Ce que dit la loi française
Les sévices graves et les actes de cruauté envers un animal domestique, apprivoisé ou tenu en captivité constituent un délit prévu par l'article 521-1 du code pénal. Depuis la loi du 30 novembre 2021 contre la maltraitance animale, la peine encourue est de trois ans d'emprisonnement et 45 000 euros d'amende. Elle monte à cinq ans et 75 000 euros lorsque les faits entraînent la mort de l'animal, sont commis en réunion, en présence d'un mineur, ou par le propriétaire de l'animal.
Le juge peut aussi prononcer des peines complémentaires souvent plus dissuasives que la prison sur le papier :
- l'interdiction, définitive ou temporaire, de détenir un animal ;
- l'interdiction d'exercer une activité professionnelle en lien avec les animaux ;
- la confiscation de l'animal, confié à une association de protection animale ;
- un stage de sensibilisation à la prévention et à la lutte contre la maltraitance animale.
Neuf mois avec sursis signifie que le condamné n'ira pas en détention, sauf s'il commet une nouvelle infraction pendant le délai d'épreuve fixé par le tribunal.
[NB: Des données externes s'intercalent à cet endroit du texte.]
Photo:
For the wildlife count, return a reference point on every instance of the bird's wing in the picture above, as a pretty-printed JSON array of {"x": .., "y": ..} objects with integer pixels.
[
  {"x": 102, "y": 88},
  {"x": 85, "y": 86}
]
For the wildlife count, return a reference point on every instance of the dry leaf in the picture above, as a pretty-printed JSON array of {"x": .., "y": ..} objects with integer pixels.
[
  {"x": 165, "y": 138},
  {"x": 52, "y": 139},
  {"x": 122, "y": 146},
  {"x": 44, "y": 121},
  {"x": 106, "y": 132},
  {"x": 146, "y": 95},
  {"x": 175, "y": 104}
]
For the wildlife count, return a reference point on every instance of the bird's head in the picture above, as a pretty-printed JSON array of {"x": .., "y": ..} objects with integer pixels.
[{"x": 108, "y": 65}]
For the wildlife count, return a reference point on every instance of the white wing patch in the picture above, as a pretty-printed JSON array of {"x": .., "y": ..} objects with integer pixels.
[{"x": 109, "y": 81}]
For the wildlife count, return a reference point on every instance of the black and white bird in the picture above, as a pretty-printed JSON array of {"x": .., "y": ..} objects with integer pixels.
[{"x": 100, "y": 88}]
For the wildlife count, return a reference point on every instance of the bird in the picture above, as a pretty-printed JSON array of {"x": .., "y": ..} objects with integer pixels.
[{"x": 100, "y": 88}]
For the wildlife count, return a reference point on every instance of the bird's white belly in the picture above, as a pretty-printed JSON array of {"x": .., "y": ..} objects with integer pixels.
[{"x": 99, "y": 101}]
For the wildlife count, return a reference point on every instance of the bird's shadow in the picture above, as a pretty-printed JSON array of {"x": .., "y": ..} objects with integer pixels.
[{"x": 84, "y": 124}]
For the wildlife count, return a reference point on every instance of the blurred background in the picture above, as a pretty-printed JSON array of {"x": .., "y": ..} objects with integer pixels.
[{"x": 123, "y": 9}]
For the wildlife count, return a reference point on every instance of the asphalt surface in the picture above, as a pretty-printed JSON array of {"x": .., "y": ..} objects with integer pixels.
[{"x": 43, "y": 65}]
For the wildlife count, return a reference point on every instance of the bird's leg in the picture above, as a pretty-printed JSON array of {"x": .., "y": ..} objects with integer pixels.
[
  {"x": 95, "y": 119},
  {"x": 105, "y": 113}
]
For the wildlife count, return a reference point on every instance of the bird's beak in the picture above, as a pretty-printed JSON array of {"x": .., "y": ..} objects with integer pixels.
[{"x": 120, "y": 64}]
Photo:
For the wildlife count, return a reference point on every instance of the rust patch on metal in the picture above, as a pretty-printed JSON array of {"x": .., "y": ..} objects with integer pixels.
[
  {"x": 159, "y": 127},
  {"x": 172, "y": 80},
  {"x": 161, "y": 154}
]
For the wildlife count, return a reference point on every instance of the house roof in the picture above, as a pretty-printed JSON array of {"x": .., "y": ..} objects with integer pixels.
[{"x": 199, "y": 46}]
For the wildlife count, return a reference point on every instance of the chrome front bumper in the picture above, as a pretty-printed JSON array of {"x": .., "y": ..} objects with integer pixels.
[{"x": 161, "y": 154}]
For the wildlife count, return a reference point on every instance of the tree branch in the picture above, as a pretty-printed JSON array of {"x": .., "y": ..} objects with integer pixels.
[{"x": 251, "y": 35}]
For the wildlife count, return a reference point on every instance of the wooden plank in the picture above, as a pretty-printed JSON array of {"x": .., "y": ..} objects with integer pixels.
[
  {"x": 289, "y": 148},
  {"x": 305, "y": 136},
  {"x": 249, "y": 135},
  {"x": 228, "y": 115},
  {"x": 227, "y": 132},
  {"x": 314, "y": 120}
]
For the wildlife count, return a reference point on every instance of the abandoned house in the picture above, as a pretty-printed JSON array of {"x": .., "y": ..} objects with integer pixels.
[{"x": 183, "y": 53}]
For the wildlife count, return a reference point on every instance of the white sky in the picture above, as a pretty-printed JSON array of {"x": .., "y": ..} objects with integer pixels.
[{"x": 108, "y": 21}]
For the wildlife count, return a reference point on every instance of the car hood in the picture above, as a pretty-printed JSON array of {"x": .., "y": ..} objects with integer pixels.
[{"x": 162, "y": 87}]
Ce type de peine, fréquent pour un primo-délinquant, alimente régulièrement les critiques des associations, qui jugent l'écart trop grand entre les maxima prévus par la loi et les décisions rendues.
Que faire si vous êtes témoin
Voir un animal frappé, blessé ou laissé sans soins n'oblige pas à attendre qu'une association intervienne. Plusieurs voies existent, et elles se cumulent :
- appeler le 17 ou se rendre à la gendarmerie ou au commissariat pour déposer plainte, y compris si vous n'êtes pas le propriétaire de l'animal ;
- alerter les services vétérinaires de la préfecture, la DDPP de votre département, qui peuvent diligenter un contrôle et ordonner un retrait ;
- signaler les faits à une association habilitée à se constituer partie civile, comme la Fondation 30 Millions d'Amis, qui dispose d'un formulaire de signalement en ligne.
Deux réflexes utiles : dater et documenter. Photos, vidéos, coordonnées d'autres témoins, certificat vétérinaire si l'animal est pris en charge. Un dossier vide se classe vite. C'est le constat vétérinaire, qui décrit précisément les lésions et leur origine probable, qui pèse le plus lourd devant un tribunal.
Enfin, un rappel qui vaut pour tous les maîtres : si votre chien est victime d'une agression, faites-le examiner immédiatement, même si les plaies semblent superficielles. Une lésion pénétrante au cou ou à l'abdomen peut toucher des structures vitales sans saignement externe spectaculaire.